Q2.外壁塗装の際、太陽光パネルに塗料が付いたらどうなりますか?
A.塗料が太陽光パネル表面に付着すると、発電効率が大きく低下する恐れがあります。太陽光パネルの表面の透明度は発電効率に直結するため、洗浄しても完全に除去できない場合は深刻な損害につながります。信頼できる業者であれば、見積もり書に「太陽光パネル養生」の項目を明記し、丁寧な養生作業を実施します。
Q3.太陽光パネルの脱着が必要かどうかは、どうやって確認すればいいですか?
A.屋根塗装を外壁塗装と同時に行う場合、太陽光パネルが障害となり脱着が必要になるケースがあります。
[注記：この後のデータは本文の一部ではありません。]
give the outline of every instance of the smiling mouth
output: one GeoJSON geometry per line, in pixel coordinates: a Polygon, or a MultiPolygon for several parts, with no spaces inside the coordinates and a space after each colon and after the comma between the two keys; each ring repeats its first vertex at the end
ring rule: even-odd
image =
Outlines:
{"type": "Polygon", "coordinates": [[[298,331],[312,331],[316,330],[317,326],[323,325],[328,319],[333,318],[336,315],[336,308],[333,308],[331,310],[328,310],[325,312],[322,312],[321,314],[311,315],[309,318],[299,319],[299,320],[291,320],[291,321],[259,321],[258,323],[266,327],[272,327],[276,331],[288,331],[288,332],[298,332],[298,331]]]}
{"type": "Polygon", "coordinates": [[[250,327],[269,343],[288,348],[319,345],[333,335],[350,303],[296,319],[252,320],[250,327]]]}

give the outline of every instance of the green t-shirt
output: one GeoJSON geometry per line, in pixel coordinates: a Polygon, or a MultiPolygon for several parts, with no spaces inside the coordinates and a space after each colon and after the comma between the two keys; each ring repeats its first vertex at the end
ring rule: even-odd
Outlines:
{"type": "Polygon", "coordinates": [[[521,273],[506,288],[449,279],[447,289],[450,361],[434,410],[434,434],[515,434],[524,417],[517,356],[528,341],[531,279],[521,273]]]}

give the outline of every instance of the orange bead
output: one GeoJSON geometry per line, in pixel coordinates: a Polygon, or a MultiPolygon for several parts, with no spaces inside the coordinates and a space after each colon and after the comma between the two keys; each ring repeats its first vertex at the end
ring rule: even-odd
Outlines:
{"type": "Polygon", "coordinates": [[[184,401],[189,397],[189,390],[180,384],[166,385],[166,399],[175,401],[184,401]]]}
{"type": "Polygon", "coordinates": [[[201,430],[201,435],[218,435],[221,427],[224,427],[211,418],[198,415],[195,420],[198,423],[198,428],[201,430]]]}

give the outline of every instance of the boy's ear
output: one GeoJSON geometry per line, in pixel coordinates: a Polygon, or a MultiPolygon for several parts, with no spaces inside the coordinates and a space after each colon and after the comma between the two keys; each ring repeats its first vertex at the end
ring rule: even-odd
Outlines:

太陽光パネル脱着の有無と費用(目安は1棟あたり5万〜15万円)を、必ず契約前に書面で確認することが重要です。口頭での説明だけでは後から「言った・言わない」のトラブルになりやすいため、見積もり書への明記を求めてください。
Q4.太陽光パネルがある家の外壁塗装で、足場代が高い場合はどう判断すればいいですか?
A.足場代の相場は1㎡あたり700〜1,000円程度が目安です。太陽光パネルを理由に1,500円以上を請求してくる業者には注意が必要です。複数の業者から相見積もりを取り、足場代の内訳を比較することで適正価格かどうかを判断できます。
Q5.太陽光パネルのある住宅の外壁塗装で、業者選びのポイントは何ですか?
A.最も重要なのは、見積もり書に「太陽光パネル養生」や太陽光パネル脱着費用が明記されているかどうかを確認することです。年間500件以上の見積もり診断によると、約4割の見積もりに太陽光パネル関連の記載が不十分または全くない状態です。見積もりへの記載の有無を確認するだけで、後のトラブルリスクを大幅に下げることができます。